Friday, October 31, 2014

Release of the Day: Wolf Blood - Wolf Blood

The album cover on Wolf Blood's self-titled debut is fucking awesome. In the background, poised to sacrifice a nude maiden, is a horned robed figure with two candles lurking in the background. It's ominous, a bit unsettling, and almost archetypal in its recall of religious lore - the Isaac and Abraham story comes quickest to mind. And of course there are dozens of urban legends and verified truths of sacrificial rites in cults and other religious groups. The horns in the picture, in addition to the darkened room, place the viewer into a gothic-lit scenario. Here there be monsters.

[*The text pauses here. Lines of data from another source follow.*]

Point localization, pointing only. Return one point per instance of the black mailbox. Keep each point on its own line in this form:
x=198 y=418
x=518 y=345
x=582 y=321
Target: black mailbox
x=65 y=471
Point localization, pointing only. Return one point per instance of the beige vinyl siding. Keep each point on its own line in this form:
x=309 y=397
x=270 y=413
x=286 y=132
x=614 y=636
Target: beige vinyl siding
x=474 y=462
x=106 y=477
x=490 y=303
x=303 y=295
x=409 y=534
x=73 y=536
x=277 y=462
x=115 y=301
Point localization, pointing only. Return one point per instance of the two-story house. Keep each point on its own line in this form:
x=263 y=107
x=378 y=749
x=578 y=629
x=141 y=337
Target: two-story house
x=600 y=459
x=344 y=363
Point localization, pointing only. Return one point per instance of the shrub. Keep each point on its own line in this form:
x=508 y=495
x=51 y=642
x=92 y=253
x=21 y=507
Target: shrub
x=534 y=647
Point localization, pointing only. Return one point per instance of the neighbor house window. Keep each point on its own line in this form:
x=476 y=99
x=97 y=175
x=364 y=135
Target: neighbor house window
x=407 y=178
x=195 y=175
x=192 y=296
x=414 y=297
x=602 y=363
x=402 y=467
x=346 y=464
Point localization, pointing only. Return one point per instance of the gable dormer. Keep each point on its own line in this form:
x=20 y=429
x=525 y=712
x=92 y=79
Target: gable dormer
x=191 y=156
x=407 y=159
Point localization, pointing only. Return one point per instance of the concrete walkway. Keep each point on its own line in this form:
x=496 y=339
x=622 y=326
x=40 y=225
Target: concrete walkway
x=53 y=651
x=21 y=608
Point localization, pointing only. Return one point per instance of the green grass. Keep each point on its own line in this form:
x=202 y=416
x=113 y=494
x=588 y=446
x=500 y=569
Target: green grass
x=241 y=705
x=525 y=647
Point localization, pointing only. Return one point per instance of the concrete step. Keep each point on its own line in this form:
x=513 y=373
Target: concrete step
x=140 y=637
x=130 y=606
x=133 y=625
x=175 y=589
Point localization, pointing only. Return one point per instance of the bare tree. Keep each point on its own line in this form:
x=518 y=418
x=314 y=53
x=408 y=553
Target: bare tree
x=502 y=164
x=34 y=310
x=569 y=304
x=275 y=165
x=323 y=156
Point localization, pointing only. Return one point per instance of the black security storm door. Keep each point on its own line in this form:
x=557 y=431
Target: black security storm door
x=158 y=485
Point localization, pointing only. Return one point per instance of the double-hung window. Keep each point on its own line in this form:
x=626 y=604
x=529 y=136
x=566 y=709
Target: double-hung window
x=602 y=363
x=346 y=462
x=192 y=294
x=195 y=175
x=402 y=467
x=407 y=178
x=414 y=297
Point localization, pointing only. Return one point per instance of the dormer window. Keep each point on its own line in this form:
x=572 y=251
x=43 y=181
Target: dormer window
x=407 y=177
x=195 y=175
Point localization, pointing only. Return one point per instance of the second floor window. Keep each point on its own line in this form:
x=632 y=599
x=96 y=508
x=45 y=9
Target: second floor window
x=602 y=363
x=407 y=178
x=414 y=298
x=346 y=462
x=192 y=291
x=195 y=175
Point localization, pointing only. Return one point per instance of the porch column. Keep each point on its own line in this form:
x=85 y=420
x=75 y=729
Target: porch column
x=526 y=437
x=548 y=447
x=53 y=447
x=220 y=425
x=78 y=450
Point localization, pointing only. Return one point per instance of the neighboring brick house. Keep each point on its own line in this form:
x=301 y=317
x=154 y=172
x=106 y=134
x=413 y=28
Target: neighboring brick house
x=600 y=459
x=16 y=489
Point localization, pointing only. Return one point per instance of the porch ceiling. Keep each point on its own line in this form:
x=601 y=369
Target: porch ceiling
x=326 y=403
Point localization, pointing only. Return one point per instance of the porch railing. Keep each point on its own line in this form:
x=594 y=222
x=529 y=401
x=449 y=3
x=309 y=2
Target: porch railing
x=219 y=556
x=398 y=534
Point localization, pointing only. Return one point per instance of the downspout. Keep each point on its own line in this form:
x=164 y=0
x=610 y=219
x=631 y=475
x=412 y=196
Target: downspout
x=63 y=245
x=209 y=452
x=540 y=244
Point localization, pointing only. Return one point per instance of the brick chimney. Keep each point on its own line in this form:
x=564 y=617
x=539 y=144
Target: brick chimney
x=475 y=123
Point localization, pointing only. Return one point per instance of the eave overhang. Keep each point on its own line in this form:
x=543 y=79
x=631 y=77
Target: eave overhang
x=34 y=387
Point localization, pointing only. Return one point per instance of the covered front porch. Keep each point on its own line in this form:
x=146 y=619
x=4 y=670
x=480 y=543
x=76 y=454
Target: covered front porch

Let's face it; the picture fits the ensuing music. The last, and longest, song on the album "Procession of the Witch" ends in agonized wails from the vocalist/drummer Jake, but not before more than ten-minutes of crafty build comes together. It's almost double the length of the next longest song, "Dancing on your Grave," which clocks in at nearly seven minutes, though as both harrowing and rewarding as anything else on the record, and an excellent way to close out an album. Upon first hearing the final two minutes of the record, I couldn't help be reminded of the mysterious, quasi-violent cover of the record. And that's when I knew that the man in horns was really planning on killing that girl.

There is a psychedelic bend to the album too. In the movie realm, this record would be more like Dario Argento's Suspiria or Inferno than a Lon Chaney jr. movie. The band isn't happy with simply being brutal - there are moments of levity too, such as the snaking lead guitar of the aforementioned "Dancing on your Grave." Don't get me wrong, they're still serious as cancer, but this kind of sonic variety is often a reminder that the band can not only play their instruments well, but aren't going to sit pretty while a doom metal riff plows the listener into the ground. Rather than compromise for comfort, the band embraces tempo change to make a song more effective,

Pick it up on Roadburn Records for some dynamite Halloween listening.